Canada’s retaliatory tariffs on United States imports are planned for July 1, and while the target list includes items such as steel and aluminum products and maple syrup, if Prime Minister Justin Trudeau really wants to hit President Trump where it hurts, it should target coal.
Ottawa should consider imposing its carbon tax on the trainloads of US thermal coal that are shipped out from Vancouver’s Westshore Terminals. Given how critical the terminal is to U.S thermal coal exports, such a move would be a death knell to President Trump’s off-stated promise of resuscitating a badly crippled coal industry and might be the motivation needed to reconsider the tariffs against Canada.
As part of President Trump’s election campaign, he promised to end “the war on coal.” Yet as much as President Trump would like to think otherwise, there’s little question that the US thermal coal industry is in serious, possibly terminal, decline.
While the president blames his predecessor’s clean air policies, the real culprit is George Mitchell, the Texan wildcatter who first married the principles of hydraulic fracturing and horizontal drilling. Mitchell’s offspring, the shale revolution, has cut natural gas prices by two-thirds, which has allowed natural gas to unseat the century-long reign of king coal in the US power industry.
A carbon tax on American thermal coal shipments through Canada would further hit an already imploding coal industry and has the potential to embarrass Trump with a failed promise to his supporters.
Once the source of more than 50 per cent of distributed power in the United States, last year coal’s share fell to a record low of 30 per cent, marking the first time coal took a back seat to natural gas in power generation. Facing a secular decline in domestic demand too, the US thermal coal industry’s only hope is to find export markets to compensate. The answer? Asia.
Coal demand remains strong in Asia and prices have risen rapidly. But like the oil sands’ landlocked bitumen, America’s largest thermal coal reserve, the massive Powder River Basin in Montana and Wyoming, are 1,300 kilometres away from tidewater.
With no coastal export terminals in Washington or Oregon to ship from, and the last eight proposed terminals projects having been withdrawn due to fierce local opposition, the Unites States must look outside its borders. Fortunately for Cloud Peak Energy and other Powder River basin producers, Vancouver’s Westshore Terminals welcomes their thermal coal with open arms.
The terminal is the largest west coast thermal coal port in North America. Last year, 11.5 million short tons of thermal coal from the Powder River Basin were shipped from Westshore Terminals to Asia. Over the past four years, shipments from the terminals have averaged between 27 and 37 per cent of total US thermal coal exports.
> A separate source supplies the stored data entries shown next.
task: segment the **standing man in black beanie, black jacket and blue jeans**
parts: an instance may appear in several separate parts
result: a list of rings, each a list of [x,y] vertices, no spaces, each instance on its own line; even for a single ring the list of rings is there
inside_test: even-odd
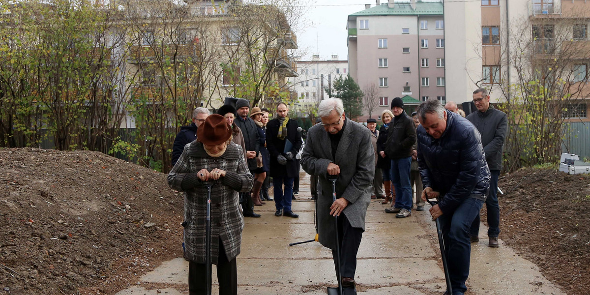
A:
[[[389,123],[385,153],[391,159],[391,183],[395,187],[395,206],[385,209],[397,213],[395,217],[412,216],[412,186],[409,174],[412,165],[412,148],[416,142],[414,120],[404,112],[404,101],[396,97],[391,101],[394,120]]]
It’s provided an essential life buoy to the United States’ coal industry.
Trump would surely feel the burn if the estimated 800 Burlington Northern Santa Fe unit trains of coal hauled every year to the Westshore Terminals were hit with a carbon tax imposed by the federal or British Columbia government. Former British Columbia Premier Christy Clark had threatened to slap a 70 per cent carbon tax on those very shipments in retaliation for soaring United States duties on softwood lumber.
For now, Powder River basin producers can thank their lucky stars they don’t have to pay any tax on the carbon content of their fuel. With the slim margins that major producers like Cloudy Peak Energy operate on, even the federal government’s scheduled 10 per cent carbon tax, let alone British Columbia’s recently raised
CDN$35 a ton rate, would stop those coal shipments dead in their tracks. And with them, any chance that President Trump’s long championed US coal industry has of making a comeback. Something to think about ahead of the July 1 deadline.